Above presentation is the fourth topic I have covered for series of talks about the Ten Tools for Ten Big Data Areas. Apache Hive is one of the earliest SQL on Hadoop approach. Although its legacy design is based on MapReduce, Hive involves fast and tries to be shining continually by providing sub-seconds query on top of Hadoop in future roadmap.
There are following areas where Hive could consider involving in the future.
Dynamic Schema - Hive’s meta store provides a convenient view of schemaless data in the traditional schema view of data in RDBMS. This is a good approach for the usage transaction from the legacy database. But, there are increasing requirements for dynamically creating the schema which means we do not have to define the schema to access the data, especially for semi-structure and structure data. This is very useful when doing ad-hoc analysis. And, there are already other tools working in this way, such as pig, spark dataframe, apache drill, etc.

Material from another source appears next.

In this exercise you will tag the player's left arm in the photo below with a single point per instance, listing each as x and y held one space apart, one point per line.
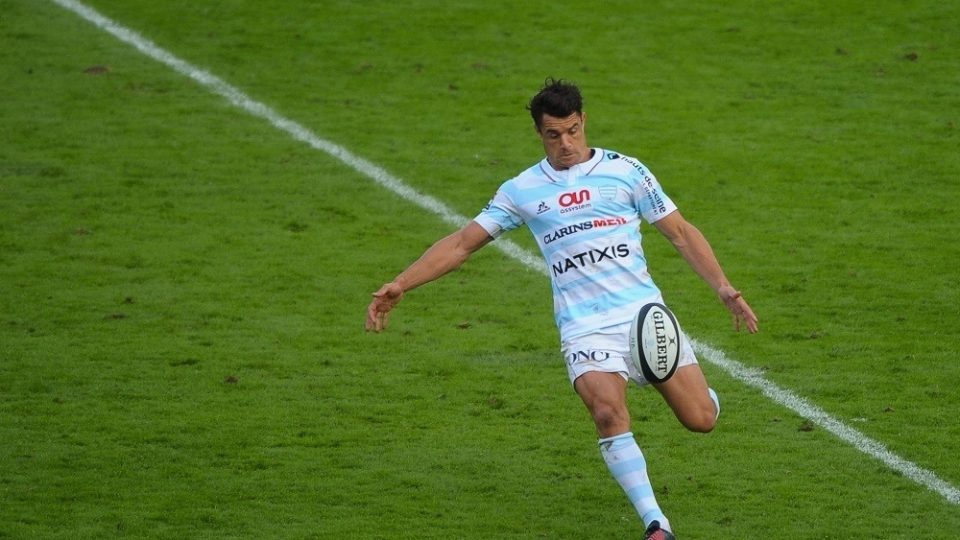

Smart Engine - There are two subareas where we define engine as smart, various and transparent. For various, Hive has already supported working with different computing engines, such as MapReduce, Tez, and Spark. For transparent, we expect to see the switch between the different engine in a dynamic or even transparent way. There are always pros and cons for using different engines. If we can dynamic specify which engine to use by adding specific SQL keywords/hints, it will be an awesome feature for Apache Hive. As a result, we can use a single framework (hive) for the different use cases. Even smarter, the framework can pick up the best engine to run queries on the fly.
Multi-source Support. This is where we expect Hive can be a unified SQL over various of data sources so that we can easily to do data blending among different type of data sources.
Others - Standard SQL-2011 support, store procedure like UDF, Live Long and Process (LLAP), leverage Hadoop caching features, metastore performance improvement, and advanced transaction supports.